Braquage à l’ancienne (de Zach Braff)

Le troisième âge entre en guerre contre l’hyper capitalisme dans cette amusante comédie dans laquelle trois amis et voisins octogénaires sans le sou, décident de braquer la banque qui les a gentiment ruinés. Michael Caine, impérial,convainc ses deux compères Morgan Freeman et Alan Arkin de tenter le coup. S’ensuit des situations cocasses traitées avec légèreté par le réalisateur Zack Braff. La complicité évidente entre les comédiens constitue le principal intérêt de cette histoire un peu convenue, remake de Going in Style de Martin Brest, sorti en 1979. Une mention spéciale pour la trop rare Ann Margret qui jette, ici, son dévolu sur Alan Arkin, et pour la jeune Joey King qui incarne de façon pétillante la petite fille un rien délurée de Michael Caine. A noter également la bande originale, gentiment rétro, qui donne le tempo à ce film certes sans surprises mais plutôt réjouissant.

Michel Senna

Mauvais élèves

Mauvais éléves

Nos amis Sophie Mitrani et Nicolas Ubelmann viennent de livrer leur dernier travail : »Mauvais élèves ».
Des témoins de toutes générations partagent avec nous leur non rencontre avec le système scolaire.
Tous ont fait leur vie, tous l’ont réussie, en dépit de ce qui leur avait été prophétisé au regard de leur « inadaptation ».
Critique, sans volonté de détruire la « citadelle de l’éducation nationale », constructif et sans concession, bref, de bons points pour ce « Mauvais élèves » servi par une très belle image !

(un film pour débattre)

Céline Dim Hua

The Young Lady

Dans le nord de l’Angleterre, au 19ème siècle, une jeune femme, victime d’un mariage arrangé totalement dénué d’amour, subie l’humiliation de son mari, un rien pervers, et de son très autoritaire beau-père.

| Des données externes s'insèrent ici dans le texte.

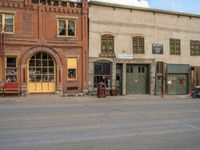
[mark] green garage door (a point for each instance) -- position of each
(177, 79)
(177, 84)
(137, 79)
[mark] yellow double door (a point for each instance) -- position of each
(41, 73)
(41, 87)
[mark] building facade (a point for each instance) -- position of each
(44, 45)
(143, 51)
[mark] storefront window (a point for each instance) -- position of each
(72, 68)
(11, 71)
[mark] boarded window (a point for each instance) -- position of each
(175, 47)
(7, 23)
(67, 27)
(194, 48)
(138, 45)
(72, 68)
(107, 44)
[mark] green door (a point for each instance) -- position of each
(177, 84)
(137, 79)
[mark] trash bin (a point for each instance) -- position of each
(101, 90)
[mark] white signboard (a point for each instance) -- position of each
(125, 56)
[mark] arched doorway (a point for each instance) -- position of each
(41, 73)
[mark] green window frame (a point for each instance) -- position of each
(67, 27)
(175, 47)
(107, 44)
(7, 23)
(138, 45)
(194, 48)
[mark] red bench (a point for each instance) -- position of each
(1, 88)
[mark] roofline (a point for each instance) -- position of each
(91, 2)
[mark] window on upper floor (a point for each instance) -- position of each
(107, 44)
(138, 45)
(194, 48)
(175, 46)
(7, 23)
(66, 27)
(72, 68)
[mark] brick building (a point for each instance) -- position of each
(44, 45)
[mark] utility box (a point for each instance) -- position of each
(101, 90)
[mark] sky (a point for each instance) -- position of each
(186, 6)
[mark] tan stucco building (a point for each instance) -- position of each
(143, 51)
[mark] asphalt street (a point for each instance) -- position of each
(127, 123)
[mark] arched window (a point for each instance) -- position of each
(138, 45)
(107, 44)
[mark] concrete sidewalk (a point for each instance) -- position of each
(55, 98)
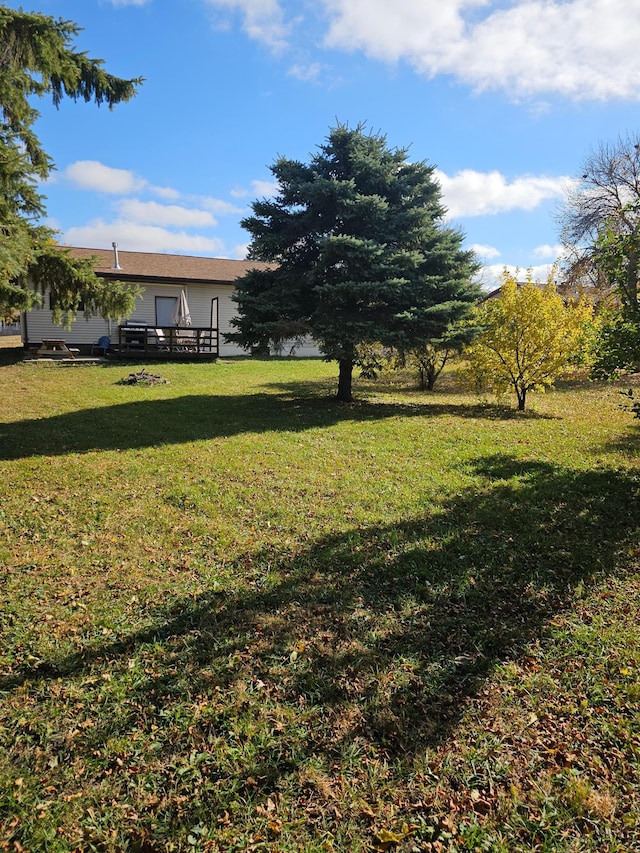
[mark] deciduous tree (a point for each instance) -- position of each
(529, 337)
(600, 225)
(38, 58)
(360, 254)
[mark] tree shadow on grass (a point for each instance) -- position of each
(176, 420)
(378, 636)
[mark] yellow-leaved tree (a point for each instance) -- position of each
(529, 337)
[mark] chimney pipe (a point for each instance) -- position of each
(116, 265)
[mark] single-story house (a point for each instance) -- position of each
(154, 328)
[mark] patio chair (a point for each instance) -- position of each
(102, 346)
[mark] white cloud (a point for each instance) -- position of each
(548, 251)
(581, 49)
(152, 213)
(471, 193)
(262, 20)
(92, 175)
(165, 192)
(491, 274)
(486, 252)
(137, 237)
(261, 189)
(219, 206)
(306, 73)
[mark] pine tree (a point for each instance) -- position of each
(37, 58)
(359, 254)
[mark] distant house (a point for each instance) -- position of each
(152, 330)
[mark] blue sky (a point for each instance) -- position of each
(505, 98)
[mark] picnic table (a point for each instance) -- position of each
(55, 347)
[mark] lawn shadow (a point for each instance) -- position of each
(176, 420)
(378, 636)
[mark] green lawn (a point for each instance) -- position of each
(239, 616)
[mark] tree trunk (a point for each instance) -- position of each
(345, 377)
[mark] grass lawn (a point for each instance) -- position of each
(239, 616)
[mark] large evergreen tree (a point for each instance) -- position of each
(37, 58)
(359, 254)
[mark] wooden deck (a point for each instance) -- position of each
(190, 342)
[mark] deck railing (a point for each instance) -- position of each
(167, 342)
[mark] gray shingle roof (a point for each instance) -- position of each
(150, 265)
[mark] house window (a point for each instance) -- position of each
(165, 309)
(52, 303)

Restée seule dans son vaste domaine situé à l’écart de tout, elle s’éprend d’un palefrenier et se met ensuite à éliminer tous ceux qui pourraient entraver cette « love story ». 
Entre le film d’époque et le film noir, ce huis-clos épuré au maximum, doit beaucoup à Florence Pugh, quasiment de tous les plans, très convaincante dans ce rôle de jeune lady qui passe de l’ennui le plus profond à des sentiments plus violents.
Dommage que ce premier film de William Oldroyd, assez classique et soigné dans sa mise en scène et ses décors, pèche par l’interprétation trop caricaturale des autres protagonistes.